The lights were low, tree lights sparkled, and soft music played in the background. We waited in anticipation as our son took out a book to read in his own home with his own family what we had so many Christmases read with ours…The Other Wise Man.
Traditions are those intangibles we take with us wherever we go. They give definition and punctuation to seasons and situations. They give clarity, for me, even comfort. Traditions help make a house a home, a family a fold. As I have moved my family from country to country, traditions have helped provide for this pilgrim a much-needed thread of continuity.
Over the course of a lifetime, some family traditions wither, fizzle and fade. That’s just fine. Others fall by the wayside, outgrown in a growing family.
Then… there are those traditions that become classics. Like antiques, they grow more precious with the passing of time, as they are treasured and passed down from generation to generation. For our family, the reading of The Other Wise Man is such a classic.

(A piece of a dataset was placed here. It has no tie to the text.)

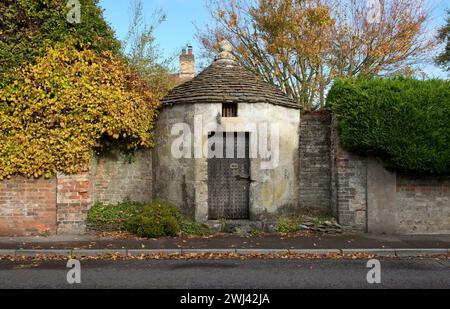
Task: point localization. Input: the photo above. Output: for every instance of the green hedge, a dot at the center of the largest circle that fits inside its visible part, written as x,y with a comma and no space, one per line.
406,122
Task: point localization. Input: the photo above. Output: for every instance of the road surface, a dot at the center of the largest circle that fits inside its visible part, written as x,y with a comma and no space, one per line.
227,274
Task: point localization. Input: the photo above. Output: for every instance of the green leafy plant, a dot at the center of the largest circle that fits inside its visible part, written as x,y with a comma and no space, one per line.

As David opened the cover, I thought back over the life of Artaban, the story’s main character. In Henry Van Dyke’s fictional account, Artaban is the Fourth Magi who also saw the star. “The King is coming, and I will go to meet Him.” Central to the narrative are three gems that Artaban possessed: a sapphire, a ruby, and a pearl. He urgently set out to follow the guidance of heaven’s light, but was deterred and thus denied, or so it seemed, the completion of his journey.
Artaban has traveled with us from The Black Forest of Germany, through Hungary, and now to the U.S. He has crisscrossed national borders, resided in multiple homes, and withstood transatlantic voyages. We can’t imagine Christmas without him; he always has something to teach us.
In January, he is packed away with ornaments, nativity scenes, Christmas china, and a growing collection of stockings. He is stored away in some random box in the basement where he is almost forgotten.
When Advent returns and the decorations reappear, so does Artaban. With him comes our time-honored tradition, reading our treasured copy of The Other Wise Man. Year after year, children and adults alike are captivated by the significance of a life devoted to Christ. In his humanness we see holiness.
Understandably you may ask, “What does it mean?” The author himself has said, “If the meaning could be put into a sentence there would be no need of telling the story.” Besides being a beautiful piece of literature, it is literature with a lesson.
The true joy of the story is for you to discover. If your audience is young, the shortened and edited version retold by Pamela Kennedy is outstanding. I suggest you treat yourself and those you love to a new tradition, and read The Other Wise Man.
Ah, it is almost Christmas. May Our Lord Jesus Himself thoroughly bless you and yours as you make memories and celebrate the wonder of His birth.